El hermano Florian llegó a Windsor a la tercera tarde de haberse iniciado la visita de Thoresby. Estaba empapado, pues había compartido un bote con un grupo de juglares que habían contribuido a llenar el recinto cerrado con su equipo y sus personas antes de que él pudiera subir a bordo, lo que le obligó a hacer el viaje tan poco protegido como el barquero. Por fortuna, el aguanieve de los días anteriores se había convertido en una niebla helada y una llovizna ocasional, aunque aquella humedad bastaba para doblegar la capa y el estado de ánimo de Florian.

—¿Puedo preguntar, Eminencia, por qué estos papeles no se encargaron al hermano Michaelo, vuestro secretario, que está cómodamente instalado en sus aposentos de Londres? ¿Es posible que tenga tanto que hacer con los pedidos y el envío de las provisiones a York que no pueda hacer este viaje? —El hermano Florian, canoso y seguro de sí mismo por sus años de experiencia, no era de los que se andaba con rodeos.

—Tú preguntas, hermano Florian, y yo con gusto respondo. —Thoresby sonrió—. No confío los papeles al hermano Michaelo porque no puedo estar seguro de que no venda su contenido por algunos de esos lujos que le son irresistibles. Por otro lado, Michaelo es muy bueno en las tareas que le he encomendado, porque sabe que compartirá el goce de esos artículos si llegan a mis casas del condado de York. En realidad, todo está muy organizado. ¿Tú no disfrutas siendo indispensable?

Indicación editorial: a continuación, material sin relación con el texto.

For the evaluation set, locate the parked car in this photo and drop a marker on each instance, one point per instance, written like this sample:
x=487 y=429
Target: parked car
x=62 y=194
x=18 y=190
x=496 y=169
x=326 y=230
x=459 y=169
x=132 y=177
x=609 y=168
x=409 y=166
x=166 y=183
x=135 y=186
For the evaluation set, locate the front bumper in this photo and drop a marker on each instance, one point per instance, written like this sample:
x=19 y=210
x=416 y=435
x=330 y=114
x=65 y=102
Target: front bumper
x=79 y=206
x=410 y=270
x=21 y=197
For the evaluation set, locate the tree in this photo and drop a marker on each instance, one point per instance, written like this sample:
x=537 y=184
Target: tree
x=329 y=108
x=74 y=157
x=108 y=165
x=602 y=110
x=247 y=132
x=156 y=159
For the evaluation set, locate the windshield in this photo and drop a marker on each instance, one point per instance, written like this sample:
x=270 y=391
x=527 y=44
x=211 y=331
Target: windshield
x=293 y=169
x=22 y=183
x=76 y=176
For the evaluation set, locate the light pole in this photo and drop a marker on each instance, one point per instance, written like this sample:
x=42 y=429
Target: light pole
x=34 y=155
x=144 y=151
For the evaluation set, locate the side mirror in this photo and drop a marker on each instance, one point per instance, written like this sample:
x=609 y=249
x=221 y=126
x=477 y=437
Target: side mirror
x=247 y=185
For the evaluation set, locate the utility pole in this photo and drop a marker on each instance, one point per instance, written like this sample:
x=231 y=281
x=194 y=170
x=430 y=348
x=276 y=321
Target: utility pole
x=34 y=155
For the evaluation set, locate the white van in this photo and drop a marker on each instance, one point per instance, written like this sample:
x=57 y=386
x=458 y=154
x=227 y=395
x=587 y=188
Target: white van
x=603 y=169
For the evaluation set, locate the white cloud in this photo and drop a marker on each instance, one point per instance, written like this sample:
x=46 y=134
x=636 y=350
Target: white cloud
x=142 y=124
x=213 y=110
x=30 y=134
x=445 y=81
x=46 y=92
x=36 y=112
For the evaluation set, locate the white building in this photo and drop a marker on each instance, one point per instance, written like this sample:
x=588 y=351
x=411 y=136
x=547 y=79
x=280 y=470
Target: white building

El hermano Florian resopló.

—De ser yo en verdad indispensable, no me habríais dejado de lado cuando buscabais a un secretario para reemplazar a Jehannes, Eminencia. Sin duda es la riqueza normanda del hermano Michaelo lo verdaderamente indispensable. —Florian se llevó la copa a los labios, descubrió que estaba vacía y la dejó sobre la mesa soltando un gruñido.

—Observo que el viaje por el río te ha enfriado el alma, penitencia desproporcionada para tus leves pecados. —Thoresby empujó la jarra de vino hacia el monje—. Esta noche cenaremos bien; te levantará el espíritu.

Cuando el hermano Florian se hubo ido a mejorar su estado anímico con oraciones y con una siesta, Thoresby abrió el paquete de notas y de documentos y se dispuso a leer. Se alegró de comprobar que Florian había sido, como siempre, exhaustivo.

Según los registros de la corte, al igual que Chiriton y Cía. habían denunciado a Goldbetter, Goldbetter había denunciado a su vez a socios que hacían contrabando de lana con Flandes para evitar aranceles aduaneros. Varios agentes de Goldbetter y Cía. habían proporcionado una lista de contrabandistas a cambio de hacer la vista gorda ante sus propias actividades, menos cuestionables si bien no del todo legales. Ridley y Crounce habían estado entre los agentes que proporcionaron nombres, pero no constaba quién había denunciado a quién.

Respecto a los contrabandistas encarcelados en la prisión de Fleet, Florian había incluido una lista en la cual se observaban anotaciones realizadas en el terreno. Este Florian era excelente…, tomarse tiempo para visitar la prisión. Casi todos los contrabandistas habían sido puestos en libertad después de una breve estancia, dos seguían allí debido a una denuncia posterior contra ellos para agravar sus penas, y uno había muerto mientras permanecía allí. Este último se llamaba Alan de Aldborough.

Esto interesó a Thoresby. Aldborough quedaba cerca de Boroughbridge, donde había vivido Will Crounce. Quizá Crounce estuvo enterado de rumores locales sobre las transacciones comerciales de Aldborough. Era posible que alguien de la familia de Alan de Aldborough estuviera vengando la muerte del hombre.

El hermano Florian había descubierto otro hecho interesante sobre Aldborough. Después de tomarse dos copas de brandy, el carcelero confesó que se había sorprendido mucho porque Aldborough cayó enfermo y murió en el plazo de tan sólo dos días. Hasta ese momento había estado perfectamente sano y se sentía muy optimista.

Al día siguiente, Thoresby encontró a un cortesano que enviaba a un mensajero al norte y le entregó una carta para Owen Archer.